Eine weitere Aufgabe grundlagenorientierter Medienwissenschaft ist es, die historische Genese dieser Kommunikationssysteme und entsprechend auch ihrer Selbstbeschreibungen aufzudecken und mit Blick auf die Gegenwart und die Zukunft zu bemerken, wann welche Fundamente wanken und dementsprechend die Kategorien ihre Basis verlieren.
[1] Es ist auffällig, dass sich viele Kommunikationssysteme mit anachronistischen Kategorien beschreiben. Zumal in unserer Gegenwart mit ihrem tiefgreifenden Wandel der Kommunikationstechnologie müssten sich unsere Einstellungen darüber, was informativ und was kommunikativ ist, ändern. Solange es jedoch nur irgend geht, beharrt die Kulturgemeinschaft auf ihren traditionellen Sehweisen und Begriffen. Wirklich Neues macht den meisten Menschen Angst. Es setzt sich deshalb leichter durch, wenn es im alten Gewande daherkommt. Neuer Wein in alten Schläuchen ist der Normalfall. Wer über die kommunikativen Netze der Zukunft spekulieren will, muss die latenten Strukturvorgaben der Gegenwart erkennen, um sich gegen unhistorische 'Übertragungen' wappnen können. Dies geht nicht ohne einen historischen Rückblick, der aufzeigt, aufgrund welcher Konstellationen bestimmte Klassifikationen entstanden sind und inwieweit sie sich in der Gegenwart verändert haben.
Eine dritte Aufgabe ist es, die Umwelt zu beobachten, zukünftige Entwicklungen zu antizipieren und zeitgemäße Programme und Kommunikationsbegriffe zu entwickeln. Jedes Kommunikationsmodell ist ja immer ein Vorschlag zur Selbst- und Umweltbeschreibung. Es hat keineswegs bloß deskriptive sondern zugleich auch starke normative Bedeutung: zumindest implizit bewerten die Kategorien, was wichtig ist und was nicht, was mit wem Ähnlichkeiten besitzt und wovon es sich unterscheidet. Je zentraler die Kategorien, umso deutlicher bestimmen sie als Wertmaßstäbe unser Handeln und Erleben. Auch Kommunikationsbegriffe sind solche normativen Programme, denen Wertentscheidungen zugrunde liegen, die sich nur zum geringeren Teil in einem wissenschaftlichen Rahmen rechtfertigen lassen.
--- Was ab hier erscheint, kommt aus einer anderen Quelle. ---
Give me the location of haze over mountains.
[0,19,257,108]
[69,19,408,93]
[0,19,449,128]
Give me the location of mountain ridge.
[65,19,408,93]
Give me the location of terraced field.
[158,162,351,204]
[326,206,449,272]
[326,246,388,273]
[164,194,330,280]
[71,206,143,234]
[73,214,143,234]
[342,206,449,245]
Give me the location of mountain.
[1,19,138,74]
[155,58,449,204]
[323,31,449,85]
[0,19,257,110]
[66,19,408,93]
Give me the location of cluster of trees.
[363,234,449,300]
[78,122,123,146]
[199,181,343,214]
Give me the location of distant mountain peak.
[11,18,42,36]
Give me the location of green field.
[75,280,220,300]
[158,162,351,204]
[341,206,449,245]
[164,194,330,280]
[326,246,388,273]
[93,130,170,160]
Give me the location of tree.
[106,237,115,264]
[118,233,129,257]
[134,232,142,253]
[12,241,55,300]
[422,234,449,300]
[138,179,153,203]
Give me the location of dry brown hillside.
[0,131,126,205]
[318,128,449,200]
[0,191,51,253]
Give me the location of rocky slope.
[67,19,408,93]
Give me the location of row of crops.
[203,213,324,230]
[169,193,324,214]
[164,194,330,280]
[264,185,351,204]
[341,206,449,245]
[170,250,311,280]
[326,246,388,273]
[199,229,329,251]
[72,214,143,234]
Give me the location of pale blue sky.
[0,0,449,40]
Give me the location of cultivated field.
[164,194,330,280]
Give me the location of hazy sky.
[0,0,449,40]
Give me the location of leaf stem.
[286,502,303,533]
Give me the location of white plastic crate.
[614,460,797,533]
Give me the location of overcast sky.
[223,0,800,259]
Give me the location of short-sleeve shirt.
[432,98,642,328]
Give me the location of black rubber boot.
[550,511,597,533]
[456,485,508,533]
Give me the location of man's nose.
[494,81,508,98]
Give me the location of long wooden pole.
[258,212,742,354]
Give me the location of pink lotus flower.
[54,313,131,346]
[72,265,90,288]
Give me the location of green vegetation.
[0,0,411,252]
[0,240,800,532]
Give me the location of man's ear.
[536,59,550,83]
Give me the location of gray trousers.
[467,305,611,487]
Sozial- und kommunikationswissenschaftliche Begriffe haben eine der materiellen Technik durchaus vergleichbare Funktion. Nur dienen sie eher als Software, die alternative Sicht-, Erlebens- und Handlungsweisen eröffnen kann. Sie sind Vorschläge zur Selbst- und Umweltbeschreibung. Es kommt darauf an, Beschreibungen zur Verfügung zu stellen, die zeitgemäß sind, die es also erlauben, die anstehenden Probleme unserer Gesellschaft zu lösen.
Die meisten vorliegenden Kommunikationskonzepte eignen sich wenig für eine Prognose zukünftiger Tendenzen, weil sie an weit zurückliegende Strukturen fixiert sind. Es spricht manches dafür, dass wir uns gegenwärtig mit anachronistischen Kategorien um eine Zustandsbeschreibung bemühen. Sie stammen aus verschiedenen zurückliegenden Etappen unserer kulturellen Evolution und widerspiegeln jeweils die Selbstbeschreibung der Informationsverarbeitung und Kommunikation jener Zeit. So wie wir heute nebeneinander verschiedene Kommunikationstechnologien Rede, Schrift, Druck, elektronische Medien u.a. besitzen, so verfügen wir auch nebeneinander über verschiedene Kommunikationskonzepte. Jede historische Gemeinschaft hat in Abhängigkeit vom Entwicklungsstand ihrer Technik und ihrer kulturellen Ziele ihre Konzepte beigetragen.

[1] Diese Auffassung entspricht dem Programm der Begriffsgeschichte wie es von Reinhard Koselleck z.B. in dem von ihm gemeinsam mit Otto Brunner und Werner Conze herausgegebenen 'Historischen Lexikon zur politisch-sozialen Sprache in Deutschland' realisiert wurde.